O St. Cleve Chronicle & Linwell Advertiser -- o falso jornal encartado no LP de "Thick as a Brick", é uma verdadeira obra de arte em si mesmo, tanto em humor como em detalhes. O jornal conta que Gerald "Little Milton" Bostock, de 8 anos, escreveu um poema gigantesco e complexo, que tinha vencido um concurso literário local. No entanto, os jurados, depois de lerem trechos do poema, consideraram o poema "impróprio". Eles decidiram retirar o prémio devido ao "escândalo moral" de abordar temas políticos e sexuais. O jornal inventa até um debate público sobre se Gerald é "um jovem genial" ou "um menino perturbado". Na verdade, é uma sátira clara às reações preconceituosas da sociedade diante de mentes criativas.
O jornal não é só sobre o Gerald. Ele está cheio de notícias falsas e hilariantes: Um agricultor local que encontra uma batata com o rosto da sua sogra; um homem multado ensina o seu papagaio a dizer palavrões; um comité político que decide regular a altura das cercas dos jardins. Essas "notícias" parodiam a imprensa local e os jornais britânicos pela sua preocupação em levar demasiado a sério o politicamente correto. E não terem pejo em publicar horóscopos, anúncios fraudulentos e outras banalidades como palavras cruzadas. Então este falso St. Cleve Chronicle & Linwell Advertiser traz horóscopos tão absurdos que chegam a recomendar, por exemplo, "evitar sair de casa por medo de ataques de pombos". Anúncios de empresas ridículas, como uma companhia de seguros que promete indemnizar quem for raptado por extraterrestres. Linhas desalinhadas. Colunas quebradas ou mal formatadas. Mistura de tipos de letra que não combinam. Erros ortográficos intencionais. Tudo para parecer um jornalzinho local feito em cima do joelho. Uma sátira às pequenas vilas britânicas. Mistura assuntos sérios com coisas absurdas. No meio de uma notícia trágica, de repente aparece um anúncio ridículo ou uma pequena intriga sobre um gato que desapareceu.
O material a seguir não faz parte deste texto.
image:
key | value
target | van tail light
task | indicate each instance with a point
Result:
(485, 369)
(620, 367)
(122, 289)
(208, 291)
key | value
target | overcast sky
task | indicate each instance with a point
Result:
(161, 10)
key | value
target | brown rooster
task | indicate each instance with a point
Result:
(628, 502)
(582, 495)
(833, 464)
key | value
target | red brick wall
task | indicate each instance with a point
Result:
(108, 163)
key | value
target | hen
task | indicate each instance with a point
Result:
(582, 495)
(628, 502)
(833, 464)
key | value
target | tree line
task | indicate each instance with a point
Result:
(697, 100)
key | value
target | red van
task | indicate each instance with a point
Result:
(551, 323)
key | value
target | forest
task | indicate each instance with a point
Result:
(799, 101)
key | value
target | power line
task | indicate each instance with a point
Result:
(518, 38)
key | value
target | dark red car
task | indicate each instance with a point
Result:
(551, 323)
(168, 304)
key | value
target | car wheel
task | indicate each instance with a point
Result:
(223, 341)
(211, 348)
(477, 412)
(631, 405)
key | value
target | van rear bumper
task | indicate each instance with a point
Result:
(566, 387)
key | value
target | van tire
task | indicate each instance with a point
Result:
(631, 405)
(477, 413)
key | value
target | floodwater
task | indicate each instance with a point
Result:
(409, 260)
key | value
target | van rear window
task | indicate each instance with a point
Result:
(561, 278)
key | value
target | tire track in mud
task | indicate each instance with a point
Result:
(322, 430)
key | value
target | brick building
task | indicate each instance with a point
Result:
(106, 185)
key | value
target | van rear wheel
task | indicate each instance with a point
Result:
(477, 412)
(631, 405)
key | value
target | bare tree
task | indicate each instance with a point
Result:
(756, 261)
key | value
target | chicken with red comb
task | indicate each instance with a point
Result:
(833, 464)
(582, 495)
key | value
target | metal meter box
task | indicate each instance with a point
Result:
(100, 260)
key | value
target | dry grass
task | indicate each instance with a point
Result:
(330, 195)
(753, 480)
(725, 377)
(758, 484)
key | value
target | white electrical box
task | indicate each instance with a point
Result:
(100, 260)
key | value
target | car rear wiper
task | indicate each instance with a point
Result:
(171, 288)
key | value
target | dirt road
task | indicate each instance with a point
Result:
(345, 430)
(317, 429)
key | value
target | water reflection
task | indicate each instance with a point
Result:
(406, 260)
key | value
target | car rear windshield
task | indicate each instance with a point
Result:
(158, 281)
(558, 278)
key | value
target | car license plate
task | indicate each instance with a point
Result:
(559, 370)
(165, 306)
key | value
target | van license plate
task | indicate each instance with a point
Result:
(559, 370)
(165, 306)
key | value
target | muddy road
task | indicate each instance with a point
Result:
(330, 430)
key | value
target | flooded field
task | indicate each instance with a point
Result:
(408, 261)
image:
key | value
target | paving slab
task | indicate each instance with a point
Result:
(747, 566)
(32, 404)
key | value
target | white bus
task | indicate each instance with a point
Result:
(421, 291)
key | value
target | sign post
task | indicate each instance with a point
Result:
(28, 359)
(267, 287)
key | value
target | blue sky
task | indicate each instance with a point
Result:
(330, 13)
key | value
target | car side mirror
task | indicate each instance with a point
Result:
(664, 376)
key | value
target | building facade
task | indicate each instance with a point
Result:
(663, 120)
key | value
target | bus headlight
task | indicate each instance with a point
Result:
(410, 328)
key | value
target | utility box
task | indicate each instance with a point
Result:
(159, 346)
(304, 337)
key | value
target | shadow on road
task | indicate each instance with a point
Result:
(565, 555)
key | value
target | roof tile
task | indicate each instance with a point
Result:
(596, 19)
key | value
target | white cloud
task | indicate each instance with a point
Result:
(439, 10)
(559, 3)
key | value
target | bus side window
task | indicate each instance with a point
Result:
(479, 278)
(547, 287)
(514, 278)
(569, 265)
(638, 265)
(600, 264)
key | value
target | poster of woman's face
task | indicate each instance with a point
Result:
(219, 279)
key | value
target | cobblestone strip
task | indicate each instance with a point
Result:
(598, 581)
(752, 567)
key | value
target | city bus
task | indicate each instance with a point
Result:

O poema de Gerald Bostock -- o tema base de todo o álbum -- não aparece inteiro no jornal.
O que vemos são fragmentos, pedaços desconexos, citações isoladas, o que cria ainda mais mistério e confusão. O ouvinte do álbum é levado a pensar que a letra da música faz parte do "poema" de Gerald Bostock. Ou seja, o conceito é levado ao extremo. levando o público a absorver a sátira. Ian Anderson revelou anos mais tarde que o encarte/jornal foi tão caro e tão complicado de produzir que a gravadora começou por rejeitar a ideia. Mas, ironicamente, acabou por beneficiar do enorme sucesso do álbum. O álbum foi número 1 na Billboard americana em 1972, um feito incrível para uma obra tão fora do convencional. Composto por 12 páginas, o jornal foi impresso em tamanho real e dobrado como um jornal verdadeiro, com tudo, incluindo as palavras cruzadas e as secções de entretenimento. Curiosamente, a elaboração do jornal levou mais tempo a fazer do que a própria gravação do álbum. Mas Ian Anderson demonstrou que estava mesmo muito empenhado em levar o projeto até ao fim.